O Brasil é o país com o maior gasto anual de dinheiro público com campanhas eleitorais e partidos em um ranking que considera 26 países. O levantamento foi realizado pelo Impa (Instituto de Matemática Pura e Aplicada) e considera o orçamento dos fundos eleitoral e partidário.

A discussão sobre o financiamento público de partidos e eleições voltou à tona após a aprovação pelo Congresso da LDO (Lei de Diretrizes Orçamentárias), que aumentou o fundo eleitoral para R$ 5,7 bilhões — quase o triplo das eleições anteriores.

Para valer, o fundo eleitoral de R$ 5,7 bilhões ainda depende de sanção presidencial da LDO. Após a alta hospitalar, neste domingo (18), o presidente Jair Bolsonaro sinalizou que pode vetar o dispositivo que trata do fundão.

“Eu sigo a minha consciência, sigo a economia, e a gente vai buscar dar um bom final pra isso tudo aí. Afinal de contas, eu já antecipo: seis bilhões para fundo eleitoral? Pelo amor de Deus”, declarou Bolsonaro.

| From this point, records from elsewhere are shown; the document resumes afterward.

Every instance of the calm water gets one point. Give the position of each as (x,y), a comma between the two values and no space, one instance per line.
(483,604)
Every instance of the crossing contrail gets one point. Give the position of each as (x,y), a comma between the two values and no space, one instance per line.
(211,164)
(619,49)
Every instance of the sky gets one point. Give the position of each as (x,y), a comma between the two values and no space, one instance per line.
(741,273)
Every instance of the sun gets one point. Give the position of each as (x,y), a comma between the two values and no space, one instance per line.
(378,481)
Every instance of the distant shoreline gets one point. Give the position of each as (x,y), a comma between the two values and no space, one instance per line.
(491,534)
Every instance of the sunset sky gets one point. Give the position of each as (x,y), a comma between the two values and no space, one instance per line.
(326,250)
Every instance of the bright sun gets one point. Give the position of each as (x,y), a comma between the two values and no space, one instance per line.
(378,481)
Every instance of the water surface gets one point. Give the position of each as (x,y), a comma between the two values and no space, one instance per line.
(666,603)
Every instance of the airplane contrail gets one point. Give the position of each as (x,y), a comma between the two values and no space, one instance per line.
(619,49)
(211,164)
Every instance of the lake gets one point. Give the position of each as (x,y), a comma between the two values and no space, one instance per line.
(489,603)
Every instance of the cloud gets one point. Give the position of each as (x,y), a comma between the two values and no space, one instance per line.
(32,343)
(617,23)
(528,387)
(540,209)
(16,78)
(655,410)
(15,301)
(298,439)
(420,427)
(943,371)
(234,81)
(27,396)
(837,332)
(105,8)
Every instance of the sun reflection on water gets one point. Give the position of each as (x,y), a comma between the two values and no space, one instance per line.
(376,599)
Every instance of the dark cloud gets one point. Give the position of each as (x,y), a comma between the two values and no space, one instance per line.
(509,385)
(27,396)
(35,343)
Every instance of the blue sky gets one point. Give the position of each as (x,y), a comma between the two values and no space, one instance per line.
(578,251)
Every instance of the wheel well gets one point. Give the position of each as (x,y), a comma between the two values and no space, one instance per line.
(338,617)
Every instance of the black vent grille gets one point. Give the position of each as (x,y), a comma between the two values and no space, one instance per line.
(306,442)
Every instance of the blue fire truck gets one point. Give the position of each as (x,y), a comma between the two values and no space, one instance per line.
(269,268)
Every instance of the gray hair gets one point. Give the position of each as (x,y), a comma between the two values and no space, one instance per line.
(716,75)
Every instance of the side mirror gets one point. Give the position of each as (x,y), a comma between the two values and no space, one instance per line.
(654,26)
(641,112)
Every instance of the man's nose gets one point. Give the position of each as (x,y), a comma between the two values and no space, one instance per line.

O presidente ainda afirmou que toda a população é prejudicada com esse valor destinado às campanhas eleitorais e que “o bom parlamentar não precisa de dinheiro para fazer campanha”.

Naturalmente, o sistema de financiamento de campanha é uma questão chave em todo sistema eleitoral, e as eleições têm um custo, os partidos e os candidatos precisam de recursos para financiar suas campanhas e divulgar suas ideias. A questão é, como fazer isso?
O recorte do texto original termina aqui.